Flore de la Suberaie


Photo © Thomas Regnery


"l’Hydne hérisson"

Le hasard nous amène parfois à faire des découvertes bien étranges...
Au mois de décembre dernier, lors d’une visite sur un chantier de débroussaillement situé dans le secteur du Château de Valmy (commune d’Argelès-sur-Mer), mon oeil a été attiré par un champignon étrange : il occupait une blessure sur le tronc d’un chêne-liège visiblement souffrant. Intrigué par cette découverte, je décidai de le récolter et de le remettre à Serge Peyre (Directeur du Syndicat des Propriétaires Forestiers Sylviculteurs des Pyrénées-Orientales et botaniste amateur), ce dernier m’ayant proposé de le présenter à l’association de botanique dont il fait partie afin de l’identifier.
Suite à cela, Mme Marie Ange Llugany fît paraître un article dans le bulletin de l’association, article que voici...

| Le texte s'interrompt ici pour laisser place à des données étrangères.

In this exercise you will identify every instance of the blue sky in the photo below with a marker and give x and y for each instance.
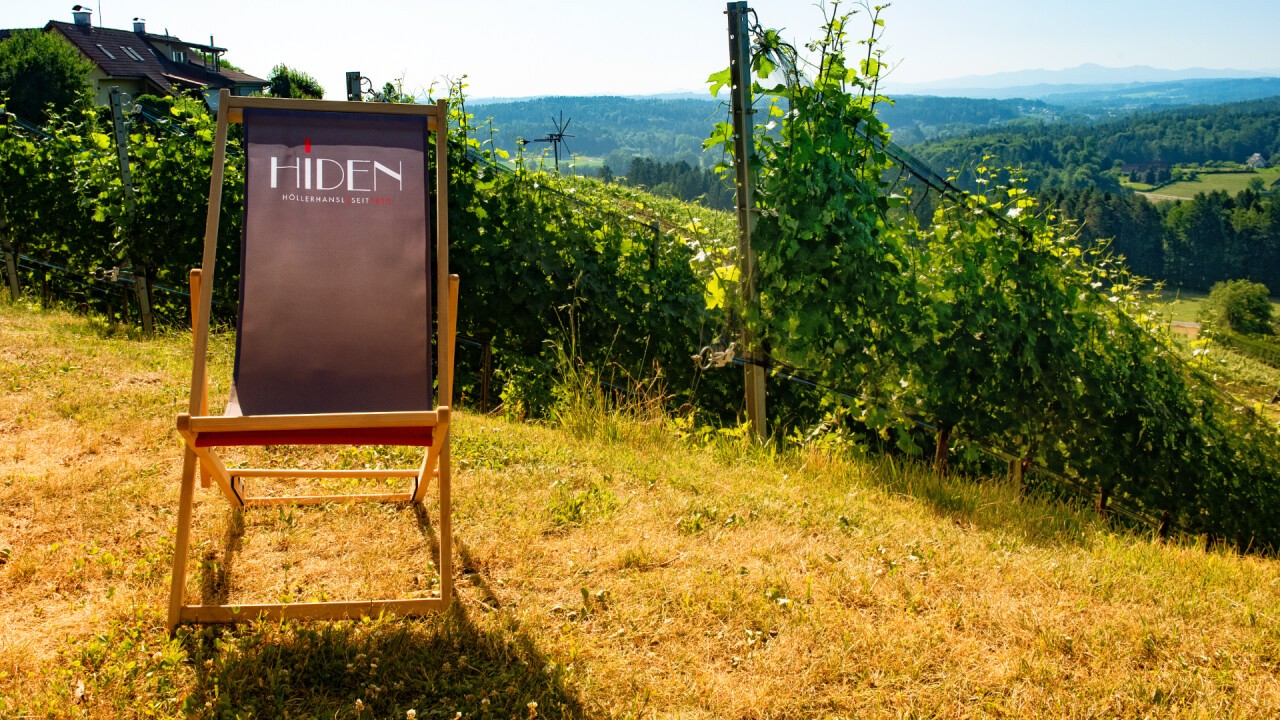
(510, 48)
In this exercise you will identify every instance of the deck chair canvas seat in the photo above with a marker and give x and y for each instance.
(338, 265)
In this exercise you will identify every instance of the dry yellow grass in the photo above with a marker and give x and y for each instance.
(639, 577)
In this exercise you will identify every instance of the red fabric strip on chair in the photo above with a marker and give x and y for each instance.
(420, 437)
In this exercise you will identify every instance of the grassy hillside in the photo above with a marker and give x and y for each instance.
(606, 569)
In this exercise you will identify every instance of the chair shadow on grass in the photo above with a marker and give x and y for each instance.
(438, 665)
(215, 584)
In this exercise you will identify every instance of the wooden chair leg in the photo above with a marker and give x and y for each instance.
(446, 565)
(182, 542)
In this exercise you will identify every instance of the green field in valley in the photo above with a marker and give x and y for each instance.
(1206, 182)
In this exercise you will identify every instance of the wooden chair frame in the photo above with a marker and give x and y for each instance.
(196, 420)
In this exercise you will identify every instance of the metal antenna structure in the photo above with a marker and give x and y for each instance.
(556, 139)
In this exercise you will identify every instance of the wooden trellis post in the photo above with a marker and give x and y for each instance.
(744, 149)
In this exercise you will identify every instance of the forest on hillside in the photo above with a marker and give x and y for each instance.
(1072, 162)
(1078, 169)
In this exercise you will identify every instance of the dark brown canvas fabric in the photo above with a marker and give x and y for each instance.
(336, 276)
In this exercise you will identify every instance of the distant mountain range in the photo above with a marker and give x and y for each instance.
(1040, 83)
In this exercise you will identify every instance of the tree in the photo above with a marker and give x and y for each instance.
(393, 92)
(288, 82)
(1242, 306)
(41, 71)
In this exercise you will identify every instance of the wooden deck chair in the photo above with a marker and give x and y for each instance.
(334, 335)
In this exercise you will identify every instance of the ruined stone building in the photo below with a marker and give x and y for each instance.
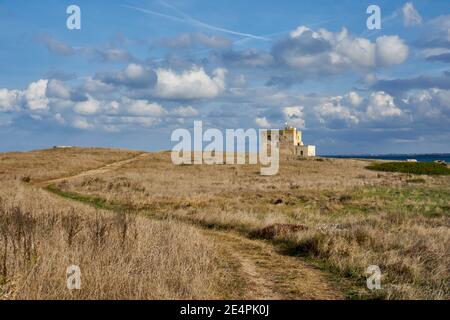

Un champignon hors du commun
Un lundi du mois de décembre dernier, Serge Peyre est venu à la réunion, portant comme une relique un curieux champignon à la forme globuleuse, hérissé comme une brosse.
Un de ses amis l’avait trouvé sur la blessure d’un chêne-liège, près de Valmy (Argelès-sur-Mer).
Il a tout de suite intrigué l’assistance (le champignon !) qui pensa au Hericium clathroïdes, trouvé un jour au bord de la Côte du Sergent, à Perpignan.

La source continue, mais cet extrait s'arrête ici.